PLoS Genetics (Jul 2014)
8.2% of the Human genome is constrained: variation in rates of turnover across functional element classes in the human lineage.
Abstract
Ten years on from the finishing of the human reference genome sequence, it remains unclear what fraction of the human genome confers function, where this sequence resides, and how much is shared with other mammalian species. When addressing these questions, functional sequence has often been equated with pan-mammalian conserved sequence. However, functional elements that are short-lived, including those contributing to species-specific biology, will not leave a footprint of long-lasting negative selection. Here, we address these issues by identifying and characterising sequence that has been constrained with respect to insertions and deletions for pairs of eutherian genomes over a range of divergences. Within noncoding sequence, we find increasing amounts of mutually constrained sequence as species pairs become more closely related, indicating that noncoding constrained sequence turns over rapidly. We estimate that half of present-day noncoding constrained sequence has been gained or lost in approximately the last 130 million years (half-life in units of divergence time, d1/2 = 0.25-0.31).
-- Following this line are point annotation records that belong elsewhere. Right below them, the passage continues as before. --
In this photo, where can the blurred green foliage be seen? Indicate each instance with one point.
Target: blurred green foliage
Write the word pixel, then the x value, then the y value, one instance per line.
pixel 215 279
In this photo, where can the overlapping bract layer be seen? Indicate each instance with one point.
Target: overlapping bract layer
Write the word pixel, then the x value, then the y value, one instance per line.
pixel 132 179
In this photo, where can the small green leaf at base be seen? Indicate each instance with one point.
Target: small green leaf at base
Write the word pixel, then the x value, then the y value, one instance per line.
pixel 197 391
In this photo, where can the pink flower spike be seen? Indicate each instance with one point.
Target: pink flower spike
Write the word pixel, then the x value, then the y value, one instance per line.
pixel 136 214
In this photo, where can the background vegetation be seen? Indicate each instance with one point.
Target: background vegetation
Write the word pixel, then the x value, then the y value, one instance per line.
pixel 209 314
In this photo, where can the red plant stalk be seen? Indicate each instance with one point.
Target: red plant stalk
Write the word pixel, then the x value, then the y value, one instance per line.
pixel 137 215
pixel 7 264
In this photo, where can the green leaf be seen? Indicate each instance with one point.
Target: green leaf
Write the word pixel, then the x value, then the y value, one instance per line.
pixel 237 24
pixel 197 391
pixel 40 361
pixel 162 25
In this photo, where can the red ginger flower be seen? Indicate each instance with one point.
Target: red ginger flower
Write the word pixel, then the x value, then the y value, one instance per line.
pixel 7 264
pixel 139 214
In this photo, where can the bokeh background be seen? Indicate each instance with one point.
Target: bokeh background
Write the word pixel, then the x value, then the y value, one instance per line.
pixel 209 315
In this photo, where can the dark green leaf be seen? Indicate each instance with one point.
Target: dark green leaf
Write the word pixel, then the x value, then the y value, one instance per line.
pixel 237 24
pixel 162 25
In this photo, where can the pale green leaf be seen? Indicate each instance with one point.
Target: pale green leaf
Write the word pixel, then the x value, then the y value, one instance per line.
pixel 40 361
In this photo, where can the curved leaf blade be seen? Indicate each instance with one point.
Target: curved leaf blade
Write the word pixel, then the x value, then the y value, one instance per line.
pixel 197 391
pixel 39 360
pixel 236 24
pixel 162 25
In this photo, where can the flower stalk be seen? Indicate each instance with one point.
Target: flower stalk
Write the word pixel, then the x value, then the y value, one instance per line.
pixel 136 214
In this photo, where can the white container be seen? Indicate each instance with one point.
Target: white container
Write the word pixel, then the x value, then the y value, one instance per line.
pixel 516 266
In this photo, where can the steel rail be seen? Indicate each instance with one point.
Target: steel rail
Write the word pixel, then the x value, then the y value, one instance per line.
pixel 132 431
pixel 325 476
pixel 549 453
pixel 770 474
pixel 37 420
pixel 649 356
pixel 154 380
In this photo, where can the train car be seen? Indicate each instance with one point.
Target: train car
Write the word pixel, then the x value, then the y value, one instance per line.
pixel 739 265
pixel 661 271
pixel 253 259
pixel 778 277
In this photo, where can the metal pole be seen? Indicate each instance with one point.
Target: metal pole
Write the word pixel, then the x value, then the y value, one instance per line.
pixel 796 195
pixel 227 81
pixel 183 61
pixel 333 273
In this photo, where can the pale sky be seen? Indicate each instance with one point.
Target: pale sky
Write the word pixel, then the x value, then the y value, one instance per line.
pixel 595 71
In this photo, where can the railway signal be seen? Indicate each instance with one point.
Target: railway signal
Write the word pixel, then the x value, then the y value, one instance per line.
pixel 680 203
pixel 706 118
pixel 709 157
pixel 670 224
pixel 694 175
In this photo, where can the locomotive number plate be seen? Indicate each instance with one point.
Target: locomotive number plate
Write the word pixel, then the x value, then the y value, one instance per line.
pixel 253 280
While enriched with ENCODE biochemical annotations, much of the short-lived constrained sequences we identify are not detected by models optimized for wider pan-mammalian conservation. Constrained DNase 1 hypersensitivity sites, promoters and untranslated regions have been more evolutionarily stable than long noncoding RNA loci which have turned over especially rapidly. By contrast, protein coding sequence has been highly stable, with an estimated half-life of over a billion years (d1/2 = 2.1-5.0). From extrapolations we estimate that 8.2% (7.1-9.2%) of the human genome is presently subject to negative selection and thus is likely to be functional, while only 2.2% has maintained constraint in both human and mouse since these species diverged. These results reveal that the evolutionary history of the human genome has been highly dynamic, particularly for its noncoding yet biologically functional fraction.